The value of this research is that it examines the influence of potential risk factors on truck crash severity, as well as the marginal effects of each explanatory factor by combining 1175 truck crash samples from two freeway segments in mountainous regions in Jiangxi and Shaanxi, China, and using a PPO model with a logit function. The results showed that overloading was the most important determinant of the severity level of truck crashes occurring within these two geographic regions. The age of the driver, seatbelt use, number of vehicle involved in crash, type of transport, freight conditions, brake system status, disregarding speed limit or not, following distance, horizontal roadway alignment, vertical roadway alignment, seasons, day of week, time of crash, and weather were also found to have marked effects on the level of truck crash severity. These findings can eventually be employed to promote the safe operation of trucks on freeways in mountainous areas in Jiangxi and Shaanxi, China.

However, this study is not without important methodological limitations. First, the crash sample were only selected from two freeway segments in Jiangxi and Shaanxi, China, and may not be representative of the overall traffic safety situation of freeways in mountainous areas in the entire country. Second, the original data may contain some incomplete, and possibly incorrect information or may even be missing some information due to unreported crashes or injuries and errors incurred in manual data entry. Third, the characteristics of the original crash data were not fully considered and thus more potential data processing approaches would facilitate a more comprehensive and in-depth research. It is worth noting that the psychological state of the driver, driving habits, and smart techniques should be integrated into the data analysis and countermeasures suggestions in future research [29,30,31].

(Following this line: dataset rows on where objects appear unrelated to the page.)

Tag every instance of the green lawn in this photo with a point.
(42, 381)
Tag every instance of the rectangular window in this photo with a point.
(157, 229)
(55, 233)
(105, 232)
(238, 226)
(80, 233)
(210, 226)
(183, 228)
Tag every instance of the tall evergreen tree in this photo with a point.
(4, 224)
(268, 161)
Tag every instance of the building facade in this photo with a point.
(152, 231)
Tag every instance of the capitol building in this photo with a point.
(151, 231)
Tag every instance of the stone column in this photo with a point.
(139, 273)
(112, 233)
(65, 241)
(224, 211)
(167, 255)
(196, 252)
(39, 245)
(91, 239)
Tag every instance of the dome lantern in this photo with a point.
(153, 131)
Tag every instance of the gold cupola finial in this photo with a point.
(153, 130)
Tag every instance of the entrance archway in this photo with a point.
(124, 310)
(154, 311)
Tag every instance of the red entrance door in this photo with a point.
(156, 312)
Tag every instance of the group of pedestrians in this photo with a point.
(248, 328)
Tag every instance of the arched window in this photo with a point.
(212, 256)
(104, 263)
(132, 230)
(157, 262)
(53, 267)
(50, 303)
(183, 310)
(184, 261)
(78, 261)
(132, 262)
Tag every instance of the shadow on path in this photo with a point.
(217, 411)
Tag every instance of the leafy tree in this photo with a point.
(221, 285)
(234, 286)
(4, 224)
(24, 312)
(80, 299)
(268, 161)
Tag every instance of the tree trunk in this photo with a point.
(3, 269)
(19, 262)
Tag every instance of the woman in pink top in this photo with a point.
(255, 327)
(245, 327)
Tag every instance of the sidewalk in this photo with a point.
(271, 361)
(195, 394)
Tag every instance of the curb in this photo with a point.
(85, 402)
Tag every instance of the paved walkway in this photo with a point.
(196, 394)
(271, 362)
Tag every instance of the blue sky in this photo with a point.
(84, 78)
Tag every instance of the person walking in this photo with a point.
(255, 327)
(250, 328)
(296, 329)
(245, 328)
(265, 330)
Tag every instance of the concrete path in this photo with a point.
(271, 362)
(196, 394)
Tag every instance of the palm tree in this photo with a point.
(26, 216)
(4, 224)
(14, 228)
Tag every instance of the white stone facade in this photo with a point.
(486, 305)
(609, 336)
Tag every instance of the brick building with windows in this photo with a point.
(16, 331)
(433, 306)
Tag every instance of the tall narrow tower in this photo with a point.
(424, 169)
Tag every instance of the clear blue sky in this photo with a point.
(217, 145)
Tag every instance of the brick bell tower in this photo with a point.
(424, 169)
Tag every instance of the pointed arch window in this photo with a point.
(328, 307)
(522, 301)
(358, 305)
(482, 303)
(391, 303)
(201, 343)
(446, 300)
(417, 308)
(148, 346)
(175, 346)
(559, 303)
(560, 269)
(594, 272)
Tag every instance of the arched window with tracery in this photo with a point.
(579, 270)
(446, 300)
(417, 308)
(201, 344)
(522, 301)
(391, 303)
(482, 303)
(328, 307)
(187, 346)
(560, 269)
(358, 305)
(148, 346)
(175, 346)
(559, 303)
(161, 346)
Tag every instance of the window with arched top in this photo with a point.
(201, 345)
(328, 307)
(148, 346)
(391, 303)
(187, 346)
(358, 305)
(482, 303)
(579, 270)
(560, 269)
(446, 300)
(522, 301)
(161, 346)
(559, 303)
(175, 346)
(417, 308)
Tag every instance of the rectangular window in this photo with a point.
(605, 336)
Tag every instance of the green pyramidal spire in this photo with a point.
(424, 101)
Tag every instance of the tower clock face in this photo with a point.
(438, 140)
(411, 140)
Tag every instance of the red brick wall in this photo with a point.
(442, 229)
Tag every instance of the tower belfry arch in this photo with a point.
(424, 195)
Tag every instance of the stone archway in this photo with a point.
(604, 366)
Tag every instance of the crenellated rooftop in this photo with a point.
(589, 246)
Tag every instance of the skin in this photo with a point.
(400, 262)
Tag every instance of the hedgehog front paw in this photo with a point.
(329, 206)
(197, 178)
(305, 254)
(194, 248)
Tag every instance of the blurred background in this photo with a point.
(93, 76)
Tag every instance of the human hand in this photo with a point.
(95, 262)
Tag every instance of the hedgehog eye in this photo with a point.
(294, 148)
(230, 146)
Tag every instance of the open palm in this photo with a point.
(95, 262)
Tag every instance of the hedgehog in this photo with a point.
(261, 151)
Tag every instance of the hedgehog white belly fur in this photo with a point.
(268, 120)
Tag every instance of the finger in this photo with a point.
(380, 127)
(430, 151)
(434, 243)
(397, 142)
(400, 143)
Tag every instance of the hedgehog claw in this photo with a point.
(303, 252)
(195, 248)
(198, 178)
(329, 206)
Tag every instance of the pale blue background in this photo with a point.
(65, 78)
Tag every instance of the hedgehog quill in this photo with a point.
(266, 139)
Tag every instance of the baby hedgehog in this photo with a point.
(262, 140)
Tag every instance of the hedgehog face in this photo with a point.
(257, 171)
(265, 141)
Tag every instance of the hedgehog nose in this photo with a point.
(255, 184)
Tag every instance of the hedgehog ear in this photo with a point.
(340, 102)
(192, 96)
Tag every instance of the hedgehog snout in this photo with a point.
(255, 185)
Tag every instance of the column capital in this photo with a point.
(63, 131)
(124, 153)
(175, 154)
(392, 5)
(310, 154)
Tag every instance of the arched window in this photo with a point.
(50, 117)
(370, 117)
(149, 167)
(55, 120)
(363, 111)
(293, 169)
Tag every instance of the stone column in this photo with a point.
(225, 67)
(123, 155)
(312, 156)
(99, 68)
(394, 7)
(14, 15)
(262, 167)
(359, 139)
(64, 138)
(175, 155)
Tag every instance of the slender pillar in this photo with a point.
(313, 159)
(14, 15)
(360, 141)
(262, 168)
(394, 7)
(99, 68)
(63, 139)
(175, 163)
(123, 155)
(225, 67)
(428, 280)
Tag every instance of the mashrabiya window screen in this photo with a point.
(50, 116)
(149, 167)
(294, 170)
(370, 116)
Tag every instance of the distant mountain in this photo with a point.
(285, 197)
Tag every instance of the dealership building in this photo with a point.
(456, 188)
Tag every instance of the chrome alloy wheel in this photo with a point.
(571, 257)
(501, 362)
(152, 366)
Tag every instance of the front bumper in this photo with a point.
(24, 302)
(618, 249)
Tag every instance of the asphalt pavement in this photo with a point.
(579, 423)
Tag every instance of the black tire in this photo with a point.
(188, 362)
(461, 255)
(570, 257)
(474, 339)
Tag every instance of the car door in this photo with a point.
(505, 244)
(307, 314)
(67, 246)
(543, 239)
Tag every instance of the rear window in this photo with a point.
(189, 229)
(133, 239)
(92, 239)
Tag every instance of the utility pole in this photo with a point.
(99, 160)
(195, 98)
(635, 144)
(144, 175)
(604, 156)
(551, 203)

Numerous previous studies reported that truck drivers worldwide are exposed to similarly heavy workload conditions and considerable risk of crashing, especially for those engaged in working night shift and long distance transportation [1, 3, 11, 26]. The current findings are in good agreement with those reported in Illinois [13], Alabama [16], Tennessee [18], Colorado [26], and North Dakota [26] in the United States as well as in Egypt [6] and Pakistan [32]. In Belgium, truck drivers were found to suffer from a variety of sleeping problems and sleep disorders, and thus were more likely to get involved in crashes while driving for work [33]. In Norway and France, a higher risk level of accidents involving truck drivers was reported to be significantly associated with psychoactive drug usages [17, 34]. A study from 300 male truck drivers in the Rhône region of France showed that failing to wear an adequate seatbelt was one of the major factors contributing to their particular injury severities in traffic crashes [35]. A simulation result of the A15 corridor in the Netherlands showed that large-scale truck platooning had an obvious impact on traffic flow efficiency and safety [36]. Since there are a large proportion of freeways in mountainous areas in European countries like Germany, Italy, Switzerland, and Luxembourg, the proposed PPO model can thus be used to examine the relationship between driver, vehicle, roadway and environment variables and injury severity of crashes involving large trucks on the mountainous areas of those countries. Evidently, the findings of this study provide important implications for worldwide decision-making in traffic infrastructure design and safety management for truck traffic on freeways in mountainous areas.